Stephen Hansen apt.shansen at gmail.com
Fri Feb 19 18:44:16 CET 2010


On Fri, Feb 19, 2010 at 9:21 AM, Steven D'Aprano <
steve at remove-this-cybersource.com.au> wrote:

> On Fri, 19 Feb 2010 09:51:54 -0600, Robert Kern wrote:
> >> But he doesn't say anything about side-effects.
> >
> > "I have some generators *that do stuff*, then start yielding results."
> > [emphasis mine].
>
> What does "do stuff" have to do with side-effects? Here's a generator
> that does stuff, and it has no side-effects.
>
> def generator_that_does_stuff(x):
>    y = 3*x**2 - 5*x + 1
>    yield y
>
> "Do stuff" is ambiguous -- it could mean stuff with side-effects, or
> stuff without. The first is potentially harmful, the second is pointless.


What does it matter what *do stuff* means? My point is, there's *stuff* I
need to do there, and what that stuff is really has absolutely nothing to do
with the issue at hand.
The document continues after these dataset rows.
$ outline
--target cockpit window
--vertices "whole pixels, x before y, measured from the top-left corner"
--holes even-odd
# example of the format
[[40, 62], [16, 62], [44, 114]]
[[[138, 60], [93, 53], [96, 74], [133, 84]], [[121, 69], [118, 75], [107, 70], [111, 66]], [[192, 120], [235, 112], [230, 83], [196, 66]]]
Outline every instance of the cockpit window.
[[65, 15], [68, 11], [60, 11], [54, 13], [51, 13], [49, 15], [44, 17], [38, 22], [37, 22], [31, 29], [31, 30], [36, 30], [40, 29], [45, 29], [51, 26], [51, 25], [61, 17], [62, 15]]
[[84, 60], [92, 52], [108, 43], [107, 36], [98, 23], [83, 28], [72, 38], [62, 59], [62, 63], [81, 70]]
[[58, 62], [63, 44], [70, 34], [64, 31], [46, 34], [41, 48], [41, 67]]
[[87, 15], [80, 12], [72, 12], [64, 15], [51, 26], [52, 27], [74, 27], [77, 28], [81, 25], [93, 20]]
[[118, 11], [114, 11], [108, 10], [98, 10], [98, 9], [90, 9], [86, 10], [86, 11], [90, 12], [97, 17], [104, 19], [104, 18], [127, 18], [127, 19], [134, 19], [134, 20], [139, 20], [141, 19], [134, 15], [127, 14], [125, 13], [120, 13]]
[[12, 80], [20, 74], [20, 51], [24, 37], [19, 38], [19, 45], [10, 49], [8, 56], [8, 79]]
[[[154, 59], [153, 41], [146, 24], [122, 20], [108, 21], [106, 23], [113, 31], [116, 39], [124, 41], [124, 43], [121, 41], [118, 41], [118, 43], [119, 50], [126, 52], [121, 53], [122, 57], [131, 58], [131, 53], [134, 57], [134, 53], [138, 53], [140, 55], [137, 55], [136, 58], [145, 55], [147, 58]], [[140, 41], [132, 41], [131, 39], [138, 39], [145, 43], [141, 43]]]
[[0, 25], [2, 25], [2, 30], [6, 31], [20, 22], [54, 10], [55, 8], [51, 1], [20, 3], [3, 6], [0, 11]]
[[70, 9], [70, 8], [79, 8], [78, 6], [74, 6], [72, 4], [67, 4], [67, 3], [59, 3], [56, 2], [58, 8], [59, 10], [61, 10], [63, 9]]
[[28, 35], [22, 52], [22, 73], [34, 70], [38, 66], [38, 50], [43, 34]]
Its certainly a side-effect, at least in terms of
the generator, otherwise there would be no point really in having the
generator there at all.

I have a system that consumes generators which, almost always, yield over
objects to be handled. One in ten-- nay, one in 20, if not worse-- cases has
me wanting to inject into this system some arbitrary code that gets run.
Some bit of processing I need to get done in the context of that cycle.
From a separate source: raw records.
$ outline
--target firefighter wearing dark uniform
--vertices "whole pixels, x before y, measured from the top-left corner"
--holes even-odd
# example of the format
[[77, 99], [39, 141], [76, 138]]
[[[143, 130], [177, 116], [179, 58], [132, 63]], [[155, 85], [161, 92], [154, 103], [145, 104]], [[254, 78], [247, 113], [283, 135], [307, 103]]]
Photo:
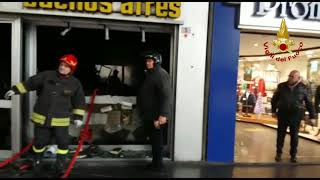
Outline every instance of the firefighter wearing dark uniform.
[[146, 77], [137, 98], [137, 106], [152, 145], [152, 163], [147, 167], [160, 170], [163, 168], [164, 125], [170, 117], [170, 77], [161, 67], [162, 57], [159, 53], [147, 52], [144, 60], [147, 67]]
[[311, 122], [314, 123], [315, 114], [307, 87], [301, 82], [299, 71], [291, 71], [288, 81], [278, 85], [271, 100], [273, 117], [278, 118], [276, 161], [281, 160], [284, 139], [289, 126], [290, 161], [297, 162], [298, 133], [304, 116], [304, 104], [309, 111]]
[[45, 146], [55, 136], [58, 145], [56, 172], [62, 174], [66, 168], [69, 133], [71, 122], [77, 127], [82, 125], [85, 114], [85, 97], [82, 85], [72, 76], [77, 66], [77, 58], [68, 54], [60, 59], [57, 71], [44, 71], [30, 77], [27, 81], [16, 84], [7, 92], [6, 98], [14, 94], [37, 91], [31, 120], [35, 124], [35, 143], [32, 147], [34, 156], [34, 173], [39, 174], [40, 162]]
There's nothing harmful about it. These aren't generic generators that are
going to be passed around and consumed by random things or anything else.
They exist solely to be consumed by the core system. They're never composed
or loaded by anything else, its just the API of how the system works. It
loads bunches of modules dynamically, each module has a generator for
yielding objects to be consumed. That generator is the one and only line of
connection between the core system and the modules.
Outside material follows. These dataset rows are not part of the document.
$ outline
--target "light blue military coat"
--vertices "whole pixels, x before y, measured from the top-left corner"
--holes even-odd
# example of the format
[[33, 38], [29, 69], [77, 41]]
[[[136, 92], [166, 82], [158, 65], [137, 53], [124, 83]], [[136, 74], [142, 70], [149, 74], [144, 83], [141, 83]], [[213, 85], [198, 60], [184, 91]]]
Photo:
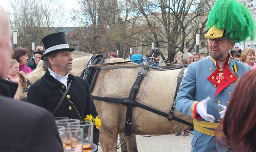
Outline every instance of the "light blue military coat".
[[[235, 76], [236, 74], [233, 65], [236, 65], [237, 74], [238, 75], [238, 78], [242, 77], [251, 68], [241, 62], [232, 57], [230, 57], [227, 62], [228, 66], [225, 67], [228, 67], [229, 70], [225, 70], [224, 68], [223, 73], [223, 75], [227, 78], [221, 80], [220, 86], [216, 87], [213, 82], [215, 83], [214, 81], [216, 81], [217, 84], [217, 80], [215, 77], [214, 78], [212, 77], [217, 68], [215, 60], [211, 58], [207, 58], [188, 65], [175, 100], [175, 107], [178, 111], [191, 116], [190, 108], [194, 101], [200, 102], [209, 96], [211, 100], [208, 104], [207, 113], [215, 117], [216, 120], [214, 122], [219, 123], [221, 118], [218, 112], [223, 110], [219, 107], [218, 102], [223, 105], [227, 106], [235, 87], [235, 83], [237, 83], [233, 82], [234, 79], [232, 80], [233, 78], [237, 79]], [[226, 74], [225, 71], [228, 71]], [[227, 75], [227, 74], [229, 75]], [[232, 78], [230, 78], [231, 77], [232, 77]], [[209, 78], [212, 78], [212, 79]], [[230, 80], [226, 80], [228, 79]], [[206, 121], [203, 118], [200, 119], [199, 120]], [[195, 129], [194, 130], [191, 145], [191, 152], [221, 151], [225, 148], [217, 143], [214, 137], [200, 133]]]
> > Then he gives an example of a generator that does
> > side-effect stuff and returning before yielding anything.
>
> Unfortunately the OP's original post isn't visible to me, so I can only
> respond to your post, which may or may not quote the entire original post.
>
> The only example I have seen was an empty generator with a comment saying
> "do my one-time processing here", with *no* indication of what that one-
> time processing is supposed to be, why it is necessary, and whether it
> has side-effects or not.
>

It doesn't matter what the one-time processing is supposed to be. I could
say, "This particular module doesn't yield objects like all the rest, but
instead just needs to override a certain utility function the system uses,
to change how name equality is handled so that tests compare on normalized
forms. The API for integrating into the the core system -- to be loaded as a
module and integrated into the system -- is to have a generator of a certain
name, which yields N objects. In this case, N = 0.".

Now, having said that, why in the world does that matter at all to my
question? :) It changes no part of anyone's possible solution, be it
Robert's once-wrapped-to-decorator, to Holden's just-comment-the-oddity, to
your empty-for-loop-yield, to any others.

It doesn't *matter* what the processing has to be. And if it has
side-effects or not is only relevant to the question of the perversity of my
use-case, a discussion I just don't really even have any interest in =)

Thanks, all, though, for your responses and solutions.

Much to my embarrassment, sometime last night I realized I was being a
complete idiot, and the 'correct' way to handle this in my scenario is
really just:

def initialize():
    # do one time processing here

    return []

A generator is just a callable that returns an iterator, after all. If I
don't want to yield anything, returning an empty iterable accomplishes the
same goal to get the code loaded and run by the host-cycle while
contributing nothing at all to the object pool.